In meinem letzten Wort habe ich noch an die Verantwortung appelliert, die wir alle, also auch der Richter und der Staatsanwalt, für die Zukunft zukünftiger Generationen haben. Ich komme meiner Verantwortung nach, indem ich Klimaaktivist bin, und nehme lieber das Risiko eventueller Haftstrafen in Kauf, als untätig zu bleiben.
Am Ende wurde ich wegen Hausfriedensbruch zu einer Geldstrafe von 70 Tagessätzen a 15 € verurteilt. In der Urteilsbegründung sagte der Richter zwar, er habe verstanden, dass ich ein junger Mensch bin, der sich Sorgen um die Zukunft macht, meinte aber, ich habe mich strafbar gemacht, ohne dass es eine juristische Rechtfertigung gebe.
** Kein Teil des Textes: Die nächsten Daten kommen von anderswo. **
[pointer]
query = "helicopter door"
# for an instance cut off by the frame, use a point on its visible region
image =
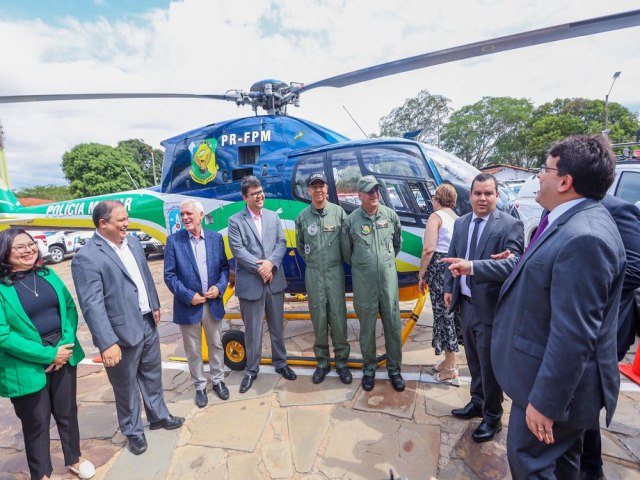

Er bezeichnete mich (auch angesichts meiner Vorstrafen) als Überzeugungstäter, warnte wie auch der Staatsanwalt vor Haftstrafen, die irgendwann drohen, ergänzte noch seine persönliche Meinung über die Methodiken der letzten Generation, die ja keine Zustimmung in der Gesellsschaft fänden und legte mir nahe, mich zukünftig auf legalem Wege für meine Überzeugungen einzusetzen. 
Zum Abschluss wünschte er mir “trotzdem noch alles Gute”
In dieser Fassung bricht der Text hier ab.